Are there any similar posts which explain MySQL MVCC architecture?
by h1fra on 4/26/23, 8:20 PM
Once you figured out all the point in this article, it's a matter of fine tuning, can take some times but eventually it will works. The only thing I still struggle with is the Table Bloat.
On managed Postgres (i.e: gcp, aws) you pay for the disk, but when you can't run a VACUUM FULL because it locks the table, you end up with a lot of allocated storage for nothing and you can't shrink the disk size (at least on gcp). Storage is cheap but still feels like a waste.
by Ym9oYW4 on 4/26/23, 5:28 PM
So why Postgres chooses the worst MVCC design compared to MySQL and Oracle? Is this because of legacy reasons or other factors?
by no_wizard on 4/26/23, 6:21 PM
Can the MVCC implementation be swapped via Postgres extensions?
by vp8989 on 4/26/23, 7:58 PM
Am I correct in thinking that PG's MVCC implementation results in a worse story around offloading some mild OLAP workloads to a replica without affecting the primary?

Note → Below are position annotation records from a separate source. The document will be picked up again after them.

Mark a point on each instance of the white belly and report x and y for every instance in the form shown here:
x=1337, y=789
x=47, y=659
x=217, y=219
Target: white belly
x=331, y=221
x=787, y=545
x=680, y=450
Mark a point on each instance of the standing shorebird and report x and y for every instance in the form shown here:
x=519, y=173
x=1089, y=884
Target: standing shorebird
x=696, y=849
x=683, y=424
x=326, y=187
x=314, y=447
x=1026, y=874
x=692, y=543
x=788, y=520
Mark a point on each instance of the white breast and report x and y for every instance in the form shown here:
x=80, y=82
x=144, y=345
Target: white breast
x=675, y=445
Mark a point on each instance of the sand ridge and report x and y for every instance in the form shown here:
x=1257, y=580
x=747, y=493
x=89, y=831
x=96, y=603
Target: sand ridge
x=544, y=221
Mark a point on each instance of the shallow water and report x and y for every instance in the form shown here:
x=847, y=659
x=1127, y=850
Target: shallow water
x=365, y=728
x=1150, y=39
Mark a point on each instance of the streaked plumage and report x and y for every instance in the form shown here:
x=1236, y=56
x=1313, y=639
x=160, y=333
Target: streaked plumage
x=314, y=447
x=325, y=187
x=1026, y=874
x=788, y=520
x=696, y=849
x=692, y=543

Anecdotally, it seems that MySQL handles this better but I don't understand the internals of both enough to explain why that is.
https://aws.amazon.com/blogs/database/manage-long-running-re...

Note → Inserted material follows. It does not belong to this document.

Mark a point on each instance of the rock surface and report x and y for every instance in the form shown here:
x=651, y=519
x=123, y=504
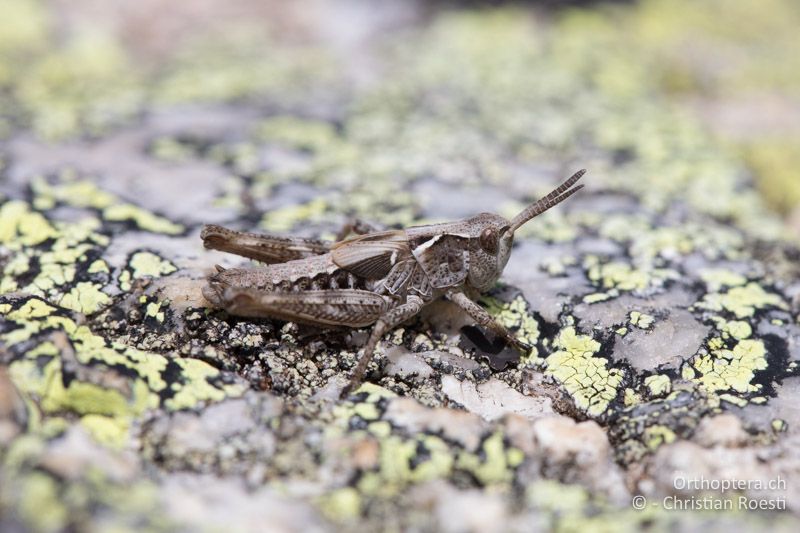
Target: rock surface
x=662, y=301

by umairshahid on 5/1/23, 1:07 PM
Here is a rebuttal of many of the points raised by Uber against PostgreSQL: https://www.2ndquadrant.com/en/blog/thoughts-on-ubers-list-o...
by zeroimpl on 4/27/23, 2:03 AM
> Oracle and MySQL do not have this problem in their MVCC implementation because their secondary indexes do not store the physical addresses of new versions. Instead, they store a logical identifier (e.g., tuple id, primary key) that the DBMS then uses to look up the current version’s physical address.
This doesn’t have anything to do with MVCC. I’m sure PostgreSQL could implement an index format that piggybacks on another index rather than pointing at the physical page directly, without overhauling MVCC.
by Temporary_31337 on 4/27/23, 12:54 PM
I work for a db vendor and Acid compliance (also implemented with MVCC) is a big selling point. Yet, most use cases I later see don’t require such rigid controls on updates. This means customers are paying for this as transactionally consistent updates are more expensive than eventually consistent ones.
by kerblang on 4/26/23, 10:47 PM
Question: Why would I need more than one extra version of the same row? I would think that with transactional locking everybody else is waiting on the first update to commit before getting their own changes in, unless the db is somehow trying to lock columns-per-row instead of entire rows.
by jonsnow_dba on 4/27/23, 3:34 PM
We have MySQL/MariaDB in RDS and ever since we migrated MariaDB to 10.6.12 we get at least 1 table corruption per day. Only work around available is to restart database just like windows-95.